A dieta DASH e a redução do sódio conseguem diminuir a pressão arterial, mas atuam de maneiras diferentes. Cortar o excesso de sal pode produzir uma queda importante, especialmente em pessoas hipertensas ou sensíveis ao sódio. Já a DASH melhora o padrão alimentar como um todo. Os melhores resultados clínicos aparecem quando as duas estratégias são combinadas e mantidas com regularidade.
Como cada intervenção age sobre a pressão?
O sódio favorece a retenção de água e pode aumentar o volume de sangue circulante, elevando a pressão dentro dos vasos. Reduzir alimentos muito salgados ajuda os rins a controlar esse volume. Entretanto, a resposta não é igual para todos e pode ser mais intensa em idosos, pessoas com hipertensão, doença renal ou maior sensibilidade ao sal.
A dieta DASH vai além de retirar o sal. Ela prioriza frutas, verduras, leguminosas, cereais integrais, oleaginosas e laticínios com pouca gordura. Esse conjunto fornece potássio, magnésio, cálcio e fibras, nutrientes que participam do equilíbrio dos líquidos, do relaxamento dos vasos e do controle cardiovascular.
Qual estratégia costuma diminuir mais a pressão?

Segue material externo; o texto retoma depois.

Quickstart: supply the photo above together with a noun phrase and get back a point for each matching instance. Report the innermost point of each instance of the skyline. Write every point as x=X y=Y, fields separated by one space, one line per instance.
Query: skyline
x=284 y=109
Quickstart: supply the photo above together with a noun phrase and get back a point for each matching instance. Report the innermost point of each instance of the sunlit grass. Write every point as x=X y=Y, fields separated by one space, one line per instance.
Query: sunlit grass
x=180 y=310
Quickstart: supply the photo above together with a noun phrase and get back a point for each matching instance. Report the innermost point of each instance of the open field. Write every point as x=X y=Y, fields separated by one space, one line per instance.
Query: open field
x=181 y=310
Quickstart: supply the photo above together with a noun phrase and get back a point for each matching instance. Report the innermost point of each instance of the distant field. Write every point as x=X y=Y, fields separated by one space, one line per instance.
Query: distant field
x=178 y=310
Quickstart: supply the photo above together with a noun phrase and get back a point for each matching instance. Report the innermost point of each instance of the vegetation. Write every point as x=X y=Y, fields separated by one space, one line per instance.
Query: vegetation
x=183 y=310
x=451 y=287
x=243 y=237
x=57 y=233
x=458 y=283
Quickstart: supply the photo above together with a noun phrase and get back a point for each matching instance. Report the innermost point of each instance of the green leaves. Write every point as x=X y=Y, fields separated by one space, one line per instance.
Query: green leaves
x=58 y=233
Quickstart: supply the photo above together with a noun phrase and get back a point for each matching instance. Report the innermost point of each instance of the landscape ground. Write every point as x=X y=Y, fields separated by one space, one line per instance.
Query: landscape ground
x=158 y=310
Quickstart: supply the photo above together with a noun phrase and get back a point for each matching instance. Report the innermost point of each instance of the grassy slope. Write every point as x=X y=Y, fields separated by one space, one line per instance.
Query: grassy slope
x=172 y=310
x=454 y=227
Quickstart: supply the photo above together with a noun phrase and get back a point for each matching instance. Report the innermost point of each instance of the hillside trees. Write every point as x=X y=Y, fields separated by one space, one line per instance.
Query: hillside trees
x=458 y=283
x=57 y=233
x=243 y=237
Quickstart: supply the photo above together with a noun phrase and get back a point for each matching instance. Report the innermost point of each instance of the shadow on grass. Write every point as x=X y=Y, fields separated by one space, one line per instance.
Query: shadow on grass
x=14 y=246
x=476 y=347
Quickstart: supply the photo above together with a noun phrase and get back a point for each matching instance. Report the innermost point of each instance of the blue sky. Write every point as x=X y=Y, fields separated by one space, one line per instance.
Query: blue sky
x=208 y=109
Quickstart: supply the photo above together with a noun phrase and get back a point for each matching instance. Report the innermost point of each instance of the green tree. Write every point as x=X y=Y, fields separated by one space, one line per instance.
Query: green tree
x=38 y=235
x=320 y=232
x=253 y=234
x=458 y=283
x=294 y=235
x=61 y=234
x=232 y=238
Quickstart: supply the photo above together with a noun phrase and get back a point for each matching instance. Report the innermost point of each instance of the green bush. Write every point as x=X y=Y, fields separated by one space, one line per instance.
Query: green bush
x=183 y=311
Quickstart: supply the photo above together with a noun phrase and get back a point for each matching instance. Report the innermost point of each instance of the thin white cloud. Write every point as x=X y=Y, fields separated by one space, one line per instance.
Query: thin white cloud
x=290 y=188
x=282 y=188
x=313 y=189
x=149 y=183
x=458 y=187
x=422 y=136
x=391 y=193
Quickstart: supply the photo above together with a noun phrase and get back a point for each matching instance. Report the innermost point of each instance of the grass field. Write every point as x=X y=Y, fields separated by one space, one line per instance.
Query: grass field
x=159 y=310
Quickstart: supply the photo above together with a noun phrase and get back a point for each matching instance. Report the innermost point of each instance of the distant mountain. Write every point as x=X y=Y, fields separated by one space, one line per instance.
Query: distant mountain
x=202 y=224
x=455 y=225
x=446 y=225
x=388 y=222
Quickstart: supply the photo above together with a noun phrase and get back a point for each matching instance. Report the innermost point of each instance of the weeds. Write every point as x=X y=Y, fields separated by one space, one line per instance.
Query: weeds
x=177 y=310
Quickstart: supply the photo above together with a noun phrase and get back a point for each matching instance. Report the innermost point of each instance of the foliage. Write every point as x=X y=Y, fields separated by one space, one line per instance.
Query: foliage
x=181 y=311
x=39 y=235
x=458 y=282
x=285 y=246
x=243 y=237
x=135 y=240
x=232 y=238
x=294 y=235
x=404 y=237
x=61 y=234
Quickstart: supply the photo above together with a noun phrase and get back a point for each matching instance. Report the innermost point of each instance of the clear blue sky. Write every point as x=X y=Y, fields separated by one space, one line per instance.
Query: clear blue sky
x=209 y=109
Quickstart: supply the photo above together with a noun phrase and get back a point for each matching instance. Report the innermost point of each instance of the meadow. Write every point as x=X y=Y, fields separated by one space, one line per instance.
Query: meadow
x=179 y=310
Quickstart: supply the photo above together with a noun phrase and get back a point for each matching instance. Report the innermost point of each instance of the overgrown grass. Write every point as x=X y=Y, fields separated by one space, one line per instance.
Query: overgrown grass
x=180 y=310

Em uma comparação direta, não existe uma resposta única para todas as pessoas. No ensaio DASH-Sodium, reduzir o sódio do nível mais alto para o mais baixo dentro da alimentação de controle diminuiu a pressão sistólica em cerca de 6,7 mmHg. A DASH, mesmo no nível mais alto de sódio, reduziu a pressão sistólica em aproximadamente 5,9 mmHg em relação à dieta de controle.
Esses números não significam que simplesmente cortar sal seja sempre superior. A resposta depende da pressão inicial, da quantidade de sódio consumida anteriormente e do padrão alimentar. A DASH oferece uma mudança mais ampla, enquanto a restrição isolada atua principalmente sobre o sódio. Quando aplicadas juntas, as intervenções somam mecanismos e tendem a superar mudanças isoladas.

Como montar uma alimentação no padrão DASH?
O padrão pode ser adaptado à rotina brasileira com alimentos simples e porções definidas conforme as necessidades individuais:
- Inclua frutas e hortaliças nas principais refeições e nos lanches.
- Consuma feijão, lentilha ou grão-de-bico com frequência para aumentar fibras e minerais.
- Prefira cereais integrais, como aveia, arroz integral e pão integral.
- Escolha proteínas magras, incluindo peixes, frango, ovos e cortes com menos gordura.
- Use laticínios com pouca gordura quando forem adequados à alimentação individual.
- Reduza doces, frituras e carnes processadas, que podem concentrar açúcar, gordura saturada e sódio.
Como diminuir o sódio sem perder o sabor?
Na dieta para hipertensão, grande parte do sódio pode vir de produtos industrializados, temperos prontos e refeições consumidas fora de casa:
- Leia os rótulos e compare a quantidade de sódio entre produtos semelhantes.
- Reduza embutidos, macarrão instantâneo, salgadinhos, conservas e molhos prontos.
- Tempere com alho, cebola, ervas, limão e especiarias em vez de depender apenas do sal.
- Escorra e lave alimentos enlatados quando não houver uma opção com menos sódio.
- Diminua o sal gradualmente para permitir que o paladar se adapte.
- Evite substituir livremente por sal de potássio sem orientação, sobretudo em caso de doença renal ou uso de determinados medicamentos.
Estudo confirma maior efeito da combinação
Segundo o ensaio clínico randomizado Effects on Blood Pressure of Reduced Dietary Sodium and the Dietary Approaches to Stop Hypertension (DASH) Diet, publicado no New England Journal of Medicine, tanto a dieta DASH quanto a redução do sódio diminuíram a pressão. A combinação da DASH com o menor nível de sódio produziu a maior queda, chegando a 7,1 mmHg na pressão sistólica de participantes sem hipertensão e a 11,5 mmHg entre aqueles com hipertensão.
O estudo avaliou 412 adultos em condições alimentares controladas, o que fortalece a comparação, mas não significa que todos terão a mesma resposta em casa. A alimentação deve ser ajustada ao estado de saúde, às medicações e à função renal. Mesmo com melhora nas medições, remédios prescritos não devem ser suspensos sem avaliação médica.
Este conteúdo é apenas informativo e não substitui avaliação médica ou nutricional. Pessoas com pressão alta, doença renal, alterações cardíacas ou uso de anti-hipertensivos devem buscar orientação profissional antes de fazer restrições importantes de sódio ou modificar o tratamento.